I attended a handful of gallery openings on Saturday evening in the general environs of what one might perhaps start calling West Bushridge, or Greater Ridgewick, or Wilshridge, or Wilckwood, or with a fair amount of L-tenuated stretch—and maybe comely gravitas—Jekalb’s Morgue.
Or should one tend rather toward the goofy than the grave, Bill’s Bushwood might be an insertable fit, a proper nominal straddling of sundry properties from just west of Johnson to the northeast tip of Himrod.
Puns on some names have been ripe for some time.
Anyway, the hell. Border disputes. Facts on grounds. While condos and their ilk will eventually be crammed into all available nooks all the same. And the produce selection at Associated Supermarket will continue to improve, diversify, inflate.
Wait, how about Flushing Saddlestraps? That’s fetching. Call it that. It rings a bit equestrian, a bit anachronistic, a bit Downton Abbey, a bit…
Whatever. All extant names are fine enough as they stand, not least given their broader county-spanning monikers pertaining to Kings and Queens.

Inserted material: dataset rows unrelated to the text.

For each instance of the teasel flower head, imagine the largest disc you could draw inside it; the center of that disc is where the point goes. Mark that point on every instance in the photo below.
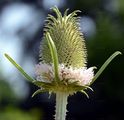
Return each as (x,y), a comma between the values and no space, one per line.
(62,69)
(72,74)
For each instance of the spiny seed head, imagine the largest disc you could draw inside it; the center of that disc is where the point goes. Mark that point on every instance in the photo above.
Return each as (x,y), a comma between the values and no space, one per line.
(67,37)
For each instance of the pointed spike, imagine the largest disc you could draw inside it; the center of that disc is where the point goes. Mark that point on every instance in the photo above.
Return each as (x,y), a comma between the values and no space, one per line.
(37,92)
(85,93)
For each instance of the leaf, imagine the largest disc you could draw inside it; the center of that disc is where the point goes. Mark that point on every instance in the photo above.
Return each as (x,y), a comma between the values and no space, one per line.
(19,68)
(39,83)
(105,65)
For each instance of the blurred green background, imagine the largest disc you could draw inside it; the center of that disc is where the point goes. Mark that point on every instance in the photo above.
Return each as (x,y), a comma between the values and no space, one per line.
(21,30)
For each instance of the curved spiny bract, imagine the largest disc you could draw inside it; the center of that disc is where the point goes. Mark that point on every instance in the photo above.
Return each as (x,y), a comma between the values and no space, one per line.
(67,37)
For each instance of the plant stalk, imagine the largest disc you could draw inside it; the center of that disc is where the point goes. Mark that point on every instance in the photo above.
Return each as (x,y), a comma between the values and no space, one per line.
(61,105)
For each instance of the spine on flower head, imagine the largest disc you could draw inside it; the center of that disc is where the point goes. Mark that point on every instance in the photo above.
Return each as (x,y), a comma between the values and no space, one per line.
(67,37)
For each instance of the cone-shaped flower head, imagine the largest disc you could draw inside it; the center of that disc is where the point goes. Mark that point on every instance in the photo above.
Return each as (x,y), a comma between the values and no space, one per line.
(64,31)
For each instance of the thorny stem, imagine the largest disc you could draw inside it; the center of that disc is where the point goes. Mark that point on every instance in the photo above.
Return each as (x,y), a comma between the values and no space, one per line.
(61,104)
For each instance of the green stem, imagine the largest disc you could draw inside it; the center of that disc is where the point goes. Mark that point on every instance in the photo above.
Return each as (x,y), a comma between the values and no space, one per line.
(61,104)
(19,68)
(105,65)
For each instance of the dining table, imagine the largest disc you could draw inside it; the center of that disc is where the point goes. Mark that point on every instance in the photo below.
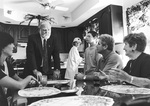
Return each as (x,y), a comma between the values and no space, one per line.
(96,88)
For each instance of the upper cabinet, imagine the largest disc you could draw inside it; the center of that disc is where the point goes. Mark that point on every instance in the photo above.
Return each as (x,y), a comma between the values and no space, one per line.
(108,21)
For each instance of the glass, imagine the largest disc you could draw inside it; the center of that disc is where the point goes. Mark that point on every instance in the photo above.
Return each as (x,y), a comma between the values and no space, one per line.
(44,80)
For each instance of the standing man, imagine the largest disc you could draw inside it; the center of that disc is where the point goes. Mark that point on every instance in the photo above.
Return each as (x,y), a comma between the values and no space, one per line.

So, onward. The evening’s saunters carried on from East Williamsburg to Ridgewood, then terminated in Bushwick. And they began with an encounter with a discarded, or perhaps defeated, post-Alf-ine gargantoid, an androidal Shrek of sorts, a Voltron reject. They then led to openings at Slag Contemporary and Interstate Projects at 56 Bogart, then out to a space-christening exhibit and reception at Parallel Art Space. The visits ended later on with a final encounter of a much more somber sort, one with two rooms displaying Andrew Hurst’s newest array of mystique-steeped artworks at English Kills. I’ll have more to say about this latter exhibit later this week.
For now, below are some images from all above-mentioned spaces. All glimpsed in the zones of these devil-may-name-them places.
- One of the evening’s more piquant talking points was Narcissister’s performance at Interstate Projects, which did ultimately feature an endo-cum-exo-vaginal answering of a cellphone. That aside, it was also a performative coup that merged flawlessly the amusing with the haunting, the political with the erotic, the Venus-of-Willendorfian with the pole-less pole-dance-like. One’s greater ponderings were of the masks, which sent shudders.